Response of the Length and Stratification of the North River Estuary to Changes in Forcing
Monday, 15 December 2014
The response of the length and stratification of the North River estuary (MA) to variations in river discharge Qf and tidal amplitude UT is analyzed using time series from four along-channel locations in conjunction with cross- and along-channel boat board surveys collected from April 4 to June 22, 2006. The North River is a generally well-mixed estuary with a channel depth of 5 m and width of 70 m. Its length L5 is defined as distance between the mouth and the location where bottom salinity reaches a value of 5 psu, determined by approximating a linear along-channel salinity gradient. During the period of low discharge (Qf < 5 m3/s) spanning April, the average length of the estuary is relatively high and varies based on tidal amplitude. Lengths are typically 7-9 km for neap, 8-11 km for intermediate, and 10-14 km for spring tides. During two storm events marked by high discharge (Qf >15, reaching 85 m3/s) mean length remains shorter, at 6-9 km. Length of the estuary has a weak dependence on discharge and a positive relationship to tidal amplitude, L5 ~ Qf -0.135 UT 0.611. Stratification exhibits an increase with increasing discharge and a decrease with increasing tidal amplitude at mid-estuarine locations as ΔS ~ Qf 0.443 UT -1.22. Within tidal cycles, peak stratification is typically observed at the start of ebb.

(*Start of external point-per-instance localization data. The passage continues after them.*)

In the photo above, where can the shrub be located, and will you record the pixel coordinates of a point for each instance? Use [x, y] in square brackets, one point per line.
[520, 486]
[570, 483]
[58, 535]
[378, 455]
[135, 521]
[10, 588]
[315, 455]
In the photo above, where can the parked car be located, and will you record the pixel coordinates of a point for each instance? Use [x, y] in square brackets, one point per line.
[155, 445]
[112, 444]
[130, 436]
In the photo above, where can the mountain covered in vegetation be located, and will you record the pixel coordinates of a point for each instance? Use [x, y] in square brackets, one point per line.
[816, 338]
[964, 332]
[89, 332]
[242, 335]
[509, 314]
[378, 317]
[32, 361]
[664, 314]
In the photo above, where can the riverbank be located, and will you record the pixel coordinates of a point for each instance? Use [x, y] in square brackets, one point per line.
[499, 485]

Using a one-dimensional salt balance, the along-channel diffusivity K is defined as K = Qf L/A, where A is cross-sectional area. K has a strong dependence on river discharge, and less so on tidal amplitude. It ranges from 100-200 m2/s during low discharge periods and peaks at 1200 m2/s during storm events. Although a simplified linear model of the salinity gradient was assumed, insight was gained as to how the estuary responds to river discharge and tidal variability.